11 The SVM Calculation Each row in CN Costs is a depth-cost function for one sub-route in one calendar month. Each sub-route may or may not have shipments in a particular month. These 12 numbers are used to look for the right depth- cost curve on the CN Costs worksheet CN Costs For example on this sub-route coded for route 1, lake 5 to lake 5, dock depths 324” and 336” below LWD, the costs for shipping when the least depth on the trip is 408”is $228,360. That may be the sum of the 408” costs for several different voyages, even ships and cargoes.

12 The SVM Calculation The equation for May on this sub-route is =OFFSET('CN Costs'!$C$2,INDIRECT(CONCATENATE(Q$1,$O28+10)),409- MIN(MIN(INDIRECT(CONCATENATE(Q$7,ROW(),":",Q$8,ROW())),INDIRECT(CONCATENAT E(Q$5,ROW()))+Q$9,INDIRECT(CONCATENATE(Q$6,ROW()))+Q$10))) An even 200, 400, etc. means no trips that month. Notice that the May value is 801 and June is 1002 and down below there are costs for month 5 and 6.

13 May year 1 costs for sub-route 155,300,324 OFFSET('CN Costs'!$C$2,INDIRECT(CONCATENATE(Q$1,$O28+10)),409- MIN(MIN(INDIRECT(CONCATENATE(Q$7,ROW(),":",Q$8,ROW())),INDIRECT(CO NCATENATE(Q$5,ROW()))+Q$9,INDIRECT(CONCATENATE(Q$6,ROW()))+Q$10))) Offset starting from cell C2 on CN Costs – C2 is the one that says “January costs” Let’s break the whole equation down...

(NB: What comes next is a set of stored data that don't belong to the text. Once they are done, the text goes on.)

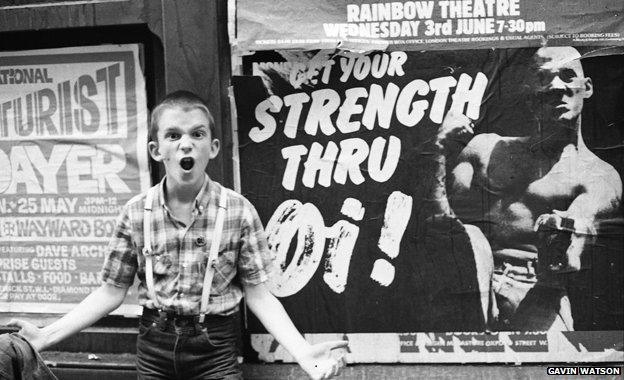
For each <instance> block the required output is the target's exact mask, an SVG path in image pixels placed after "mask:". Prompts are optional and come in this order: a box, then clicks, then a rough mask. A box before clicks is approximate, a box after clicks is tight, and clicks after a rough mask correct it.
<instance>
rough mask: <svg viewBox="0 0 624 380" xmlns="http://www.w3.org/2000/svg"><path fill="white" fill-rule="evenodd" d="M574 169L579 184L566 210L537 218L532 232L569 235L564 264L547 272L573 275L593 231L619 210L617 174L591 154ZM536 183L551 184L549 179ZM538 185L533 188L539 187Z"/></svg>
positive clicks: (601, 161) (610, 167)
mask: <svg viewBox="0 0 624 380" xmlns="http://www.w3.org/2000/svg"><path fill="white" fill-rule="evenodd" d="M588 155H589V154H588ZM579 161H580V165H578V167H577V173H578V178H582V182H583V184H582V185H580V186H579V191H580V194H578V195H577V196H576V197H575V198H574V200H573V201H572V203H571V204H570V206H569V207H568V209H567V210H553V211H552V214H543V215H540V216H539V217H538V218H537V219H536V221H535V227H534V230H535V231H538V230H539V229H540V227H542V226H548V227H550V228H555V229H559V230H561V229H562V225H565V224H566V222H565V221H564V220H566V219H567V220H568V222H567V224H568V225H567V226H566V228H569V229H570V230H571V231H570V232H571V235H570V245H569V246H568V248H567V250H566V258H567V264H565V265H564V264H555V265H553V266H551V268H550V269H551V270H555V271H558V272H575V271H578V270H580V269H581V255H582V254H583V251H584V250H585V249H586V246H587V243H588V242H589V241H590V240H591V239H592V238H595V237H596V236H597V227H598V223H599V222H600V220H601V219H603V218H605V217H607V218H608V217H610V216H613V215H614V214H615V213H616V212H617V210H618V209H619V204H620V202H621V199H622V182H621V180H620V177H619V175H618V173H617V172H616V171H615V169H613V168H612V167H611V166H610V165H608V164H606V163H604V162H603V161H601V160H599V159H598V158H597V157H595V156H594V155H593V154H590V155H589V157H585V158H584V159H583V158H581V159H580V160H579ZM540 181H546V182H548V181H552V179H550V178H549V176H546V177H544V178H543V179H542V180H540ZM540 181H538V182H536V186H539V185H541V183H540Z"/></svg>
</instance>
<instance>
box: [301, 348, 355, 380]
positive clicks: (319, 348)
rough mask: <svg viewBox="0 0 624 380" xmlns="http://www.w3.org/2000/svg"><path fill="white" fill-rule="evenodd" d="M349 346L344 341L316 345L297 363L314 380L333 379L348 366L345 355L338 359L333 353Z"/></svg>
mask: <svg viewBox="0 0 624 380" xmlns="http://www.w3.org/2000/svg"><path fill="white" fill-rule="evenodd" d="M348 345H349V342H347V341H343V340H336V341H330V342H323V343H318V344H314V345H312V346H310V348H309V350H308V351H307V352H306V353H305V354H303V355H302V356H300V357H299V358H298V360H297V361H298V362H299V365H300V366H301V368H303V370H304V371H306V372H307V374H308V375H309V376H310V377H311V378H312V379H315V380H318V379H331V378H332V377H334V376H337V375H338V374H340V370H341V369H342V367H344V366H345V364H346V361H345V358H344V355H341V356H340V357H339V358H338V359H336V358H334V357H332V355H331V351H332V350H333V349H336V348H343V347H347V346H348Z"/></svg>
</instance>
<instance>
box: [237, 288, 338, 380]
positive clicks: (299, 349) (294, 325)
mask: <svg viewBox="0 0 624 380" xmlns="http://www.w3.org/2000/svg"><path fill="white" fill-rule="evenodd" d="M245 300H246V302H247V306H249V309H250V310H251V311H252V312H253V313H254V314H255V315H256V317H258V319H259V320H260V322H262V325H264V327H265V328H266V329H267V331H268V332H269V333H270V334H271V335H273V336H274V337H275V339H276V340H277V341H278V342H279V343H280V344H281V345H282V346H284V348H286V350H287V351H288V352H290V354H291V355H293V357H294V358H295V360H297V362H298V363H299V365H300V366H301V368H303V370H304V371H306V372H307V374H308V375H309V376H310V377H311V378H313V379H329V378H332V377H333V376H336V375H338V374H339V373H340V369H341V368H342V367H343V366H344V365H345V359H344V356H341V357H340V359H334V358H332V356H331V350H333V349H335V348H341V347H346V346H347V344H348V342H346V341H329V342H323V343H318V344H314V345H311V344H310V343H308V342H307V341H306V340H305V339H304V338H303V336H302V335H301V334H300V333H299V331H297V328H296V327H295V325H294V324H293V323H292V321H291V319H290V317H289V316H288V314H287V313H286V310H284V307H283V306H282V304H281V303H280V302H279V301H278V299H277V298H275V296H274V295H273V294H271V292H269V290H268V289H267V287H266V286H265V285H264V284H259V285H245Z"/></svg>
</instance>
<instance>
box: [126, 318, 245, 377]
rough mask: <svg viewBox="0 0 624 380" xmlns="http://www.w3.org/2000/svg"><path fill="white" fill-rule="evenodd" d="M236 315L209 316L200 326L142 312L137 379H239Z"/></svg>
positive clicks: (137, 361)
mask: <svg viewBox="0 0 624 380" xmlns="http://www.w3.org/2000/svg"><path fill="white" fill-rule="evenodd" d="M237 316H238V315H237V314H235V315H233V316H227V317H223V316H210V317H208V316H207V318H206V322H204V324H202V325H201V326H200V325H198V324H197V323H195V322H193V321H189V320H175V319H174V320H168V321H166V323H163V321H162V320H159V319H158V315H146V314H145V313H144V315H143V317H142V318H141V322H140V325H139V337H138V339H137V373H138V378H139V379H146V380H147V379H149V380H152V379H180V380H193V379H227V380H234V379H237V380H238V379H242V378H243V376H242V371H241V368H240V365H239V364H238V361H237V356H238V355H237V350H236V340H237V333H236V328H237V323H236V321H237V319H236V318H237Z"/></svg>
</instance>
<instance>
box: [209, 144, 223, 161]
mask: <svg viewBox="0 0 624 380" xmlns="http://www.w3.org/2000/svg"><path fill="white" fill-rule="evenodd" d="M220 147H221V142H219V140H217V139H212V142H211V143H210V159H211V160H212V159H213V158H215V157H217V154H219V148H220Z"/></svg>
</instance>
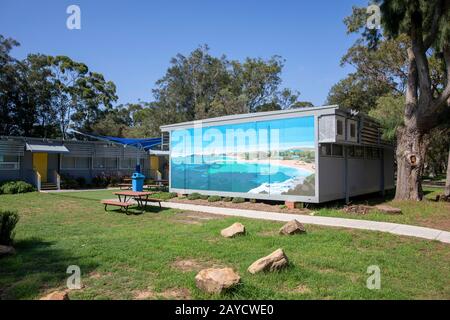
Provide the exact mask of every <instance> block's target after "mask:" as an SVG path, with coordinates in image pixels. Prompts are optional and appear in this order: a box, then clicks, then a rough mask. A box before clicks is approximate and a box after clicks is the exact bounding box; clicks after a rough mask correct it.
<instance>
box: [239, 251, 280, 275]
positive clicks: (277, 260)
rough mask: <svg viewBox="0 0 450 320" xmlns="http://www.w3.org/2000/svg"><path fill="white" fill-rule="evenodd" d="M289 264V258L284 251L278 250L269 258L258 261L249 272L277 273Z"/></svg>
mask: <svg viewBox="0 0 450 320" xmlns="http://www.w3.org/2000/svg"><path fill="white" fill-rule="evenodd" d="M287 264H288V258H287V257H286V255H285V254H284V251H283V249H278V250H276V251H274V252H272V253H271V254H269V255H268V256H266V257H264V258H261V259H259V260H256V261H255V262H253V263H252V265H251V266H250V267H248V269H247V271H248V272H250V273H252V274H255V273H258V272H261V271H276V270H280V269H282V268H284V267H285V266H287Z"/></svg>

14 May year 1 costs for sub-route 155,300,324 OFFSET('CN Costs'!$C$2,INDIRECT(CONCATENATE(Q$1,$O28+10)), 409-MIN(MIN(INDIRECT(CONCATENATE(Q$7,ROW(), ":",Q$8,ROW())),INDIRECT(CONCATENATE(Q$5,ROW()))+Q$9, INDIRECT(CONCATENATE(Q$6,ROW()))+Q$10))) That means OFFSET from cell C2 on CN Costs 801 rows (the value in cell Q$1 js the letter “Q” and $O28 = 5 for May Q(5+10) = Q15 = 801 rows; this gives you the right sub-route And then offset 105 columns (this is the complicated part, because it solves for the minimum depth and then figures out how many columns it has to count over to get it). 409 is one more than the deepest depth on the depth-cost table. So the column count is 409 minus the minimum of: Minimum (H28:H28) = connecting channel depth = 9999 D28 (the Superior gage=4) + Q$9 (the East dock depth=300) = 304 D28 (again Superior gage = 4) + Q$10 (the West dock depth = 324) = 328 409-304 = 105 columns to the right Q$7=H Q$8=H Q$5=D Q$6=D

15 May year 1 costs for sub-route 155,300,324 OFFSET from C2 801 rows 105 columns

16 What wasn’t covered in this documentation? The process of converting the GL-SAND model outputs Analysis in the SVM that points to which sub- routes are driving costs. Some ships ALWAYS have enough depth. Some ships often have depth problems but they can’t be helped by Superior regulation. And then there must be some that are key, and those might illuminate our plan formulation efforts because we’d know when and where we need more or less water. To be continued.

17 Analysis The locations of the minimum depth for ships passing through the Soo shows where the critical water supply issue is and may help provide a clue for improving the regulation plan to create more navigation benefits. This work has just begun.